Enrico hesitated; then agreed. They would pack their things and travel by train. He would help her shop. Three days later they left by train. The train ride was uneventful but bumpy and unsettling to Bettina.
They reached Palermo and went to a fine little hotel. They had a room on the 3rd floor with a balcony which had a fine view and permitted the sun to come in first thing in the morning. Enrico went to see his father’s clients early in the day and returned midday. He took her to shop for baby clothes and they stopped for lunch at a café. The next day, Enrico left early again, so Bettina decided to take a walk. She found a street with a number of shops, including one that had a perfumery and a large apothecary, where she spent several hours. She asked the chemist many questions and finally made several purchases.
Enrico had given her some money and she was very careful in the way she spent it. Enrico completed his business in 4 days so they decided to take a late afternoon train home after lunch. The sun was just setting. They had a compartment toward the back of the train that was several cars long and had a good number of passengers. At the back of each car was a railed standing platform. Bettina said she’d like to watch the world go by from outside the car. They shared a little cheese and bread. Bettina prepared a small bottle of wine and some water for the trip back. Enrico and she spoke of the shopping and the “citta” (city), as the train made its way back.
About a half hour on the way back home Enrico opened the corked wine bottle and drank from it. He drank again after eating a piece of “cicolla” bread. They spoke about the baby. Bettina then said she wanted to go out to the platform. Enrico, now feeling the effects of nearly a half bottle of wine, was reluctant but agreed. They went toward the rear of the car and opened the door and went out onto the platform. Enrico seemed to stumble and complained about his head aching. The train was at an area of flat straight track at the edge of a series of hills known as the “Sheep’s Back” (Pecora Spade). Enrico became a little dizzy. Bettina held his arm. Suddenly, he doubled over and began to shake violently. Bettina held tight to his arm as he vomited and shook. The train was nearing a slight bend. Enrico leaned over the metal railing. Bettina said she would get someone to help. His vision blurred and he felt a hand pushing at his back before blacking out.
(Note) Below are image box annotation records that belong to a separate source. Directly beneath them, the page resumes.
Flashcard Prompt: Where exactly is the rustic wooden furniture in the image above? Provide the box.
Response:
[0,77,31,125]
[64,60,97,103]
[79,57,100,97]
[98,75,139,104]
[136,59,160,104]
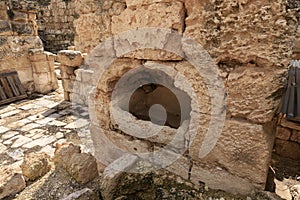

Bettina ran through the train car yelling, “Aiuto me, Aiuto me!”(Help me, Help me!). She had gotten to the car behind the engine when the conductor appeared. “Che su chesa?” (What is it?), he said. “Mia marito e malato,” (My husband is sick) she cried in a hysterical voice.
The conductor ran back to the compartment and stopped. “No, no, e al fuori.” (No, No, he’s outside.), she said. The conductor got to the half opened door and stepped out. The side of the platform nearest the gully was covered in a spray of vomit- a strange frothy vomit speckled with red gobs of blood and purple wine. Enrico was nowhere in sight. He ran back to the engineer and had him stop the train. It took over a half hour to organize a few groups of male passengers led by four conductors to walk back up the tracks. It was dusk but there was enough light to see along the track. After an hour one group who saw a spatter of vomit on one of the rocks near the rails ventured down the rocky gully with a group of men. Now kerosene lamps were signaling to find the others. When they found Enrico, his neck was twisted in a bizarre angle, obviously broken when he fell. His skull was split open and the grey of his brain was visible. There was no question he was dead. The men carried the body up the hill to the tracks and signaled the engineer to back up the train.
“Signora, me dispiace dire ma tu marito,.tu marito e morte.” (Signora, I am sorry to tell you but your husband….your husband is dead.), said the conductor. Bettina’s eyes widened and she put her hand over her mouth before slumping against the backside of the car at the very platform he had fallen from.
“Vene” (Come), said the conductor and he led her back to the compartment. “Lasciare me” (Leave me), she said and closed the door. Once the door closed she breathed a sigh of relief.
The body was wrapped in a few canvas mail bags and placed in the mail car. The train began to move again. Bettina sat quietly in the compartment. Her face was stoic; she was quiet. As the train rocked to and fro, she fell asleep. Perhaps it was more than the trip and the accident overwhelming her or even her pregnancy.
In a brief moment before she fell asleep, she made the sign of the cross and said “Allora, sono bene fatto.” (Now, it’s well done.) The train made its way to Corleone Station. When it stopped the conductor knocked on her door several times before she awoke.